Dear Bob …

I’m the first line of defense when it comes to information technology here, here being a 30-person non-profit. I know you normally advise companies a hundred times our size or bigger, but I’m still hoping you can help me out.

What I’m looking for are … I know, not best practices, I’ve been paying attention … but some tested, reliable practices I can put into place here to keep the joint running, to coin a phrase.

Any suggestions?

– Stretched thin

Stretch …

Not a comprehensive list by any means. These should get you started:

• Anti-virus/anti-malware: Choose one. Not a free one either. Install on every machine. Uninstalling to improve performance is a firing offense, because really, no business needs employees that stupid.
• License management: In my admittedly limited experience, employees in small offices tend to be more cavalier about license legitimacy than those in large enterprises, those who work in non-profits even more so.

Impress on everyone that being smaller, or an organization that does good works won’t help a bit if there’s an audit. And besides, for many software categories non-profits qualify for very large discounts, so if someone needs a piece of software there’s rarely even a financial case for using an illegitimate copy of something.

• Password reset: Set passwords to expire after no more than 60 days. Passwords should cover the basics — at least 8 characters long with at least two alphas and two numeric.

Yes, everyone will complain. Empathize, but hold your ground.

And while you’re talking to everyone about passwords, you might as well suggest they have a few different ones for different types of on-line life. The experts say they’re supposed to have a different password for every website they log into, but since that isn’t going to happen, having (for example) one for financial sites, a second for social media and a third for news will provide at least a layer of additional protection.

• Phishing attacks: Educate everyone to recognize these, and in particular to avoid clicking on links within emails if they aren’t certain of the source.

Phishing attacks are the single most common way passwords are stolen, so this is critical.

And don’t be shy. Most people like to learn a few things so they feel more sophisticated about a topic, so long as you don’t overdo it.

So show them how to find out what’s in a link, and how to spot a URL that looks legitimate but isn’t (example: www.yourbankname.phonyphisher.com/lotsanonsensetohidethings).

They’ll feel good about knowing a bit more, and you’ll be a bit safer.

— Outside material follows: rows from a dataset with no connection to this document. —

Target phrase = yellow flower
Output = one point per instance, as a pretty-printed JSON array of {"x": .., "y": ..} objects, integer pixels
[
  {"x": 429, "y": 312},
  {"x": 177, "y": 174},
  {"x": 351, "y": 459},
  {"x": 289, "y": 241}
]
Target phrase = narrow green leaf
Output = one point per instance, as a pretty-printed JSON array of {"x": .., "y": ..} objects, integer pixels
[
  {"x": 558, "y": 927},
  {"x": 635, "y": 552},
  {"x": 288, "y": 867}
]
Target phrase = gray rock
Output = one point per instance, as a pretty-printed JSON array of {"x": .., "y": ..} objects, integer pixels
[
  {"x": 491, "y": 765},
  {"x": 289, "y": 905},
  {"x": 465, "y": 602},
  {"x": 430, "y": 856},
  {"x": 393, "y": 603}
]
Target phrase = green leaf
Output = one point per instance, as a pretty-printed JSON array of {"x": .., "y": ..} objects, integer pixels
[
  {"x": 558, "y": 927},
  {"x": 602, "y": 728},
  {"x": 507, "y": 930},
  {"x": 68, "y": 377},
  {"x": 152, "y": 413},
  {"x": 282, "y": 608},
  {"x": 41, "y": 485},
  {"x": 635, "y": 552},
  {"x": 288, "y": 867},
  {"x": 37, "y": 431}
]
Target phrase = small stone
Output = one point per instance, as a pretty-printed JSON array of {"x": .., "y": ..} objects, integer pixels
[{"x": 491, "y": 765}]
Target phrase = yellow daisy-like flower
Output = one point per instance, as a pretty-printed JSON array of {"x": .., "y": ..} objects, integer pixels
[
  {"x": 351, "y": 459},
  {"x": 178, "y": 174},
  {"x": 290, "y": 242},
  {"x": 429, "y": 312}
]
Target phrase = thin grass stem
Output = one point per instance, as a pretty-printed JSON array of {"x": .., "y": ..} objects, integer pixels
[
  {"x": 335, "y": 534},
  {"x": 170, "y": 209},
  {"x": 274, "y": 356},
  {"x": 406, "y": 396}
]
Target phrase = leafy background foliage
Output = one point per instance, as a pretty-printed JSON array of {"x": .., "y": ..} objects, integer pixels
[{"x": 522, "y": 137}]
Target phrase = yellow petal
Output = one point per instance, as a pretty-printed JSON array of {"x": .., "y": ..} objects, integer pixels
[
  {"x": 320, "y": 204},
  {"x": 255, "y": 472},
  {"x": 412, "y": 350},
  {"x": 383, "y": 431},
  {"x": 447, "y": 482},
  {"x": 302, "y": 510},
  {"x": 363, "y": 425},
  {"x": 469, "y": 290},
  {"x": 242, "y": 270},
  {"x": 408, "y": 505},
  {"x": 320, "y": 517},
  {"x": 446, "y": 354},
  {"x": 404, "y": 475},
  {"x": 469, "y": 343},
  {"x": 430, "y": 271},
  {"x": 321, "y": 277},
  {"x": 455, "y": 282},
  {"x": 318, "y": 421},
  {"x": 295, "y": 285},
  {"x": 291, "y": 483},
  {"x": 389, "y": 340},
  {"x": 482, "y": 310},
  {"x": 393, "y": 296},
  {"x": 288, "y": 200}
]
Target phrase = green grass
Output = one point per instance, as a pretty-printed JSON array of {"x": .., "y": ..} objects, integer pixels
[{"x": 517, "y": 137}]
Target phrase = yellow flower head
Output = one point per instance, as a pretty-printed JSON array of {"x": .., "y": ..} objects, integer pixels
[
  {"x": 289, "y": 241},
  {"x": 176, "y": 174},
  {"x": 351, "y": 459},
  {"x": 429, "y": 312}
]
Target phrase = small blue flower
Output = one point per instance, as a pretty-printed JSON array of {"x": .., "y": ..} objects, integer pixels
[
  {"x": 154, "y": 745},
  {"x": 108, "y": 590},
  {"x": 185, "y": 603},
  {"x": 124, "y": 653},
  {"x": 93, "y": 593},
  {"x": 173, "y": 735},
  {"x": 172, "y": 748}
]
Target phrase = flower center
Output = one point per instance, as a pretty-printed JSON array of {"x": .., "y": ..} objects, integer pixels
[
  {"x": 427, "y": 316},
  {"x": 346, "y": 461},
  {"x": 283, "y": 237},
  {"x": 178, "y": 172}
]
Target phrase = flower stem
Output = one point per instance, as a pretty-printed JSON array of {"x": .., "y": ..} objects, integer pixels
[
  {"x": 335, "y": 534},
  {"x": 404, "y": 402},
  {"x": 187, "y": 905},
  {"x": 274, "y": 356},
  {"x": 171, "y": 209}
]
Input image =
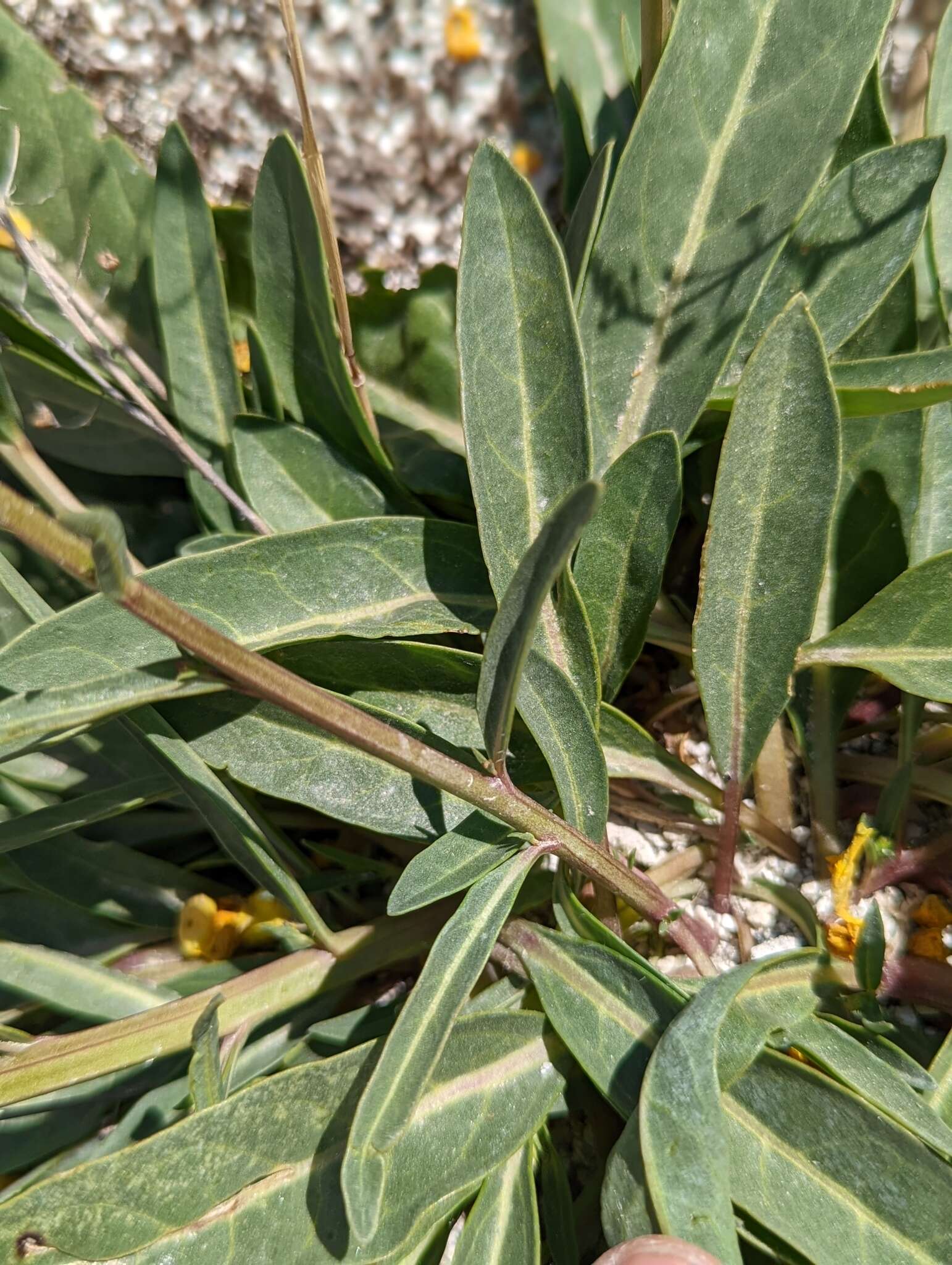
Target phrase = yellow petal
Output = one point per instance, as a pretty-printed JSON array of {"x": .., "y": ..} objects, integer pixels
[
  {"x": 462, "y": 35},
  {"x": 196, "y": 925},
  {"x": 526, "y": 159},
  {"x": 23, "y": 224},
  {"x": 933, "y": 912},
  {"x": 927, "y": 943}
]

• Installing free software: In a small office like yours I’m guessing you don’t lock down everyone’s system, and that’s okay. The best advice I have here is to caution everyone to be careful about what sites and software they download. Remind them to Google the name of any software they’re thinking of downloading — to do some research first to see if there are reports that a particular program isn’t safe.

In particular (and I’m carrying a grudge here), if a site offering free software tries to install a downloader first “to make installing software more convenient,” never (sorry, NEVER) trust that site. It’s easy to get fooled, by the way. I ended up with Mezaa a couple of months ago by missing that this was happening. It’s a nasty piece of malware I ended up with just by trying to upgrade a program I’d been using for some time.

Mezaa is what you might call flashmob software: When it comes in it immediately invites all of its friends to join it.

Don’t get me wrong. I’ve downloaded and used plenty of free software over the years that I’ve found immensely valuable and helpful. What you’re trying to do is to help everyone tell the difference between safe and unsafe free.

• Protecting sensitive information: If it’s sensitive and someone is copying it to a jump drive, they should encrypt/protect it first.

MS Office has this as a built-in option; everyone should learn how to use it. Or, most jump drives now come with on-board encryption — all you have to do is enable it.

One complicating factor is that some countries have made it illegal to bring encrypted files through customs. Travelers should check the rules.

• Last one: If a user becomes frustrated with their computer, it is not okay to throw it out the window. There might be an innocent pedestrian below — always check before hurling something heavy.

That’s what occurs to me. KJR subscribers … what did I miss?